— Вы превосходно готовите! — восторженно сказала я Лесорубу, надеясь, что он простит меня за то, что я не доела, не станет высмеивать как «богатую суку». — От запаха томатного соуса у меня впервые появился аппетит.
Понял ли он, что я имела в виду? Но он не стал надо мной смеяться и не рассердился, когда я объяснила, что моему желудку нужно время, чтобы приспособиться к нормальной еде.
Пока я сидела, отставив поднос и ожидая приказа вернуться в палатку, я почувствовала запах кофе. Кофе с тостами, горячий и ароматный, на утреннем воздухе! Тут же я представила утро дома, новости по радио, спутанный клубок мягких волос Катерины, ее мятая белая шелковая сорочка. Тоска по прошлому обрушилась на меня. Она была такой острой, что я отказалась от кофе, сказав Лесорубу:
— Пейте сами. Мне достаточно запаха.
Я подразумевала именно это, но он ответил грубовато:
— На всех хватит, раз сделано, так пей.
Он не понял. Да и как он мог? В руки мне сунули горячую чашку, и я выпила кофе. Потом мне дали что-то еще. Яблоко! Мне были нужны витамины, однако я не решалась съесть его. Я нюхала, гладила его, прижимала к щеке, пыталась представить его цвет — почему-то я была уверена, что это сорт «Грэнни Смит». Я сжимала его в ладонях, пока оно не согрелось, и вспоминала студенческие дни на севере штата Нью-Йорк, где осень означает мокрые опавшие листья вдоль сельских дорог и тележки с горами хрустящих сочных красных яблок, банками сидра и яблочного уксуса на продажу. Как безразлична я была тогда к печальной действительности этого мира! Я попыталась представить, что значила бы для меня газетная статья о некоей женщине, ставшей жертвой похищения где-то далеко в Италии, женщине, которую бандиты приковали к дереву цепью.
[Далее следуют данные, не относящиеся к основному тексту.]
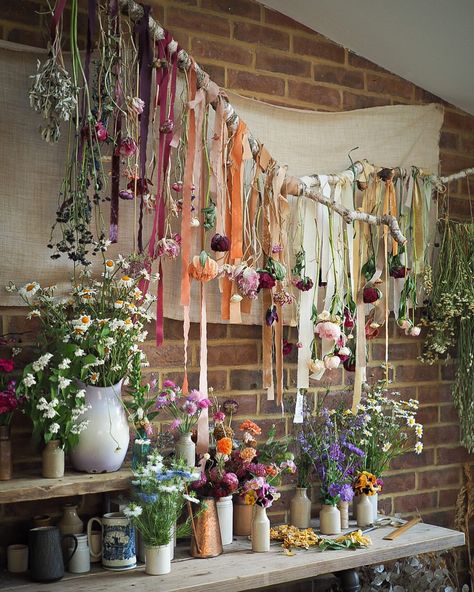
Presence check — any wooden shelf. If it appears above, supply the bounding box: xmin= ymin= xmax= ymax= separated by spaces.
xmin=0 ymin=469 xmax=132 ymax=504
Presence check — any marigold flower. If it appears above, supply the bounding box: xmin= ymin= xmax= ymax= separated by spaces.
xmin=217 ymin=438 xmax=232 ymax=456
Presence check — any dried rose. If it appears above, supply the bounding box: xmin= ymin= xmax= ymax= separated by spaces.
xmin=211 ymin=233 xmax=230 ymax=253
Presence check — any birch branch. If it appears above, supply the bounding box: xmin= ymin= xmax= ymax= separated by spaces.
xmin=119 ymin=0 xmax=407 ymax=244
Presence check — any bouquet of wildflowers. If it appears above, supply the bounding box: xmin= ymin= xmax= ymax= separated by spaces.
xmin=155 ymin=380 xmax=212 ymax=434
xmin=356 ymin=382 xmax=423 ymax=478
xmin=124 ymin=451 xmax=199 ymax=547
xmin=7 ymin=256 xmax=154 ymax=386
xmin=0 ymin=358 xmax=21 ymax=426
xmin=298 ymin=407 xmax=364 ymax=506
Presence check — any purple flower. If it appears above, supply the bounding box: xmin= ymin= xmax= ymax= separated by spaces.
xmin=265 ymin=306 xmax=278 ymax=327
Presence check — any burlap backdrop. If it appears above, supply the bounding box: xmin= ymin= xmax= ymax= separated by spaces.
xmin=0 ymin=44 xmax=443 ymax=324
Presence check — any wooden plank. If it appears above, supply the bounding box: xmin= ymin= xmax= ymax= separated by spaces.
xmin=0 ymin=469 xmax=132 ymax=504
xmin=3 ymin=524 xmax=464 ymax=592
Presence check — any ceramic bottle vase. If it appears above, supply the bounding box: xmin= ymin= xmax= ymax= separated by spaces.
xmin=175 ymin=432 xmax=196 ymax=467
xmin=216 ymin=495 xmax=234 ymax=545
xmin=290 ymin=487 xmax=311 ymax=528
xmin=0 ymin=426 xmax=12 ymax=481
xmin=71 ymin=381 xmax=130 ymax=473
xmin=234 ymin=496 xmax=253 ymax=536
xmin=319 ymin=504 xmax=341 ymax=534
xmin=356 ymin=494 xmax=373 ymax=528
xmin=251 ymin=504 xmax=270 ymax=553
xmin=41 ymin=440 xmax=64 ymax=479
xmin=145 ymin=544 xmax=171 ymax=576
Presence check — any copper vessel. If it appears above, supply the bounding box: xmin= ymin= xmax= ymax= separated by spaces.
xmin=191 ymin=497 xmax=223 ymax=559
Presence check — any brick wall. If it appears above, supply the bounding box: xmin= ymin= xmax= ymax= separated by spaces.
xmin=0 ymin=0 xmax=474 ymax=539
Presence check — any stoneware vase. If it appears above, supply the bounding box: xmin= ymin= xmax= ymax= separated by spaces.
xmin=0 ymin=426 xmax=13 ymax=481
xmin=145 ymin=544 xmax=171 ymax=576
xmin=216 ymin=495 xmax=234 ymax=545
xmin=175 ymin=432 xmax=196 ymax=467
xmin=41 ymin=440 xmax=64 ymax=479
xmin=234 ymin=496 xmax=253 ymax=536
xmin=356 ymin=494 xmax=374 ymax=528
xmin=87 ymin=512 xmax=137 ymax=571
xmin=71 ymin=380 xmax=130 ymax=473
xmin=28 ymin=526 xmax=77 ymax=582
xmin=337 ymin=501 xmax=349 ymax=530
xmin=319 ymin=504 xmax=341 ymax=534
xmin=191 ymin=497 xmax=223 ymax=559
xmin=250 ymin=504 xmax=270 ymax=553
xmin=290 ymin=487 xmax=311 ymax=528
xmin=66 ymin=534 xmax=91 ymax=573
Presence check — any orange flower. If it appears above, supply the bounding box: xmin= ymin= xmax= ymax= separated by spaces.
xmin=217 ymin=438 xmax=232 ymax=455
xmin=240 ymin=448 xmax=257 ymax=462
xmin=240 ymin=419 xmax=262 ymax=436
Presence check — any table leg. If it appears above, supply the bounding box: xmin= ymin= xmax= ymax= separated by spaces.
xmin=335 ymin=569 xmax=360 ymax=592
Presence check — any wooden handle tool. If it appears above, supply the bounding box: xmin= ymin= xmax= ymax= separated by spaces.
xmin=383 ymin=516 xmax=421 ymax=541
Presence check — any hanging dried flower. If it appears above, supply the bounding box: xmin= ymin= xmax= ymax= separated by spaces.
xmin=211 ymin=233 xmax=230 ymax=253
xmin=189 ymin=251 xmax=219 ymax=282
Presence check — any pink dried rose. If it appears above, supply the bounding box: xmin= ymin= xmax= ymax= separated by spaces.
xmin=315 ymin=321 xmax=341 ymax=341
xmin=324 ymin=356 xmax=341 ymax=370
xmin=115 ymin=137 xmax=138 ymax=158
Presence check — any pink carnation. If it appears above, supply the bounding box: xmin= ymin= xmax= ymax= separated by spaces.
xmin=315 ymin=321 xmax=341 ymax=341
Да ничего, разумеется. Это было бы так же нереально, как далекие дни моего студенчества нереальны для меня сегодня. Так мы смотрим на себя и свои поступки во сне — скорее как сторонние наблюдатели, чем действующие лица. Если я когда-нибудь снова вернусь в нормальный мир, возможно, я смогу сложить вместе половинки моей расколотой личности — себя до и себя после этой истории. Пока же я должна сосредоточиться на том, чтобы выжить, на различных мелочах, небольших победах — вот на этом яблоке. Я сгрызла все, прожевала сердцевину и косточки, на вкус похожие на орехи. Мне нравилось яблоко, но в этом было и нечто демонстративное. К тому же я не хотела казаться богатой стервой, которая в состоянии съесть яблоко, только если его почистили и порезали на ломтики серебряным ножичком в каком-нибудь изысканном ресторане.
И ведь действительно, с тех пор как я вышла замуж, я ела яблоки исключительно в таком виде, но в солнечные августовские дни моего студенчества мы вгрызались в жесткую сердцевину яблока, словно дети, и сок стекал по нашим подбородкам. Так же я ела и сейчас, хотя вынуждена была откусывать маленькими кусочками, потому что было больно широко открывать рот. Они все заметили и почувствовали фальшь в том, что я съела сердцевину. Мне показалось, что Лесоруб смотрит на меня.
— Обычно ведь ты так не ешь?
— Яблоко вкусное, и косточки как орешки. Я так ела яблоки в детстве и когда была студенткой. Я жила там, где выращивают удивительные яблоки.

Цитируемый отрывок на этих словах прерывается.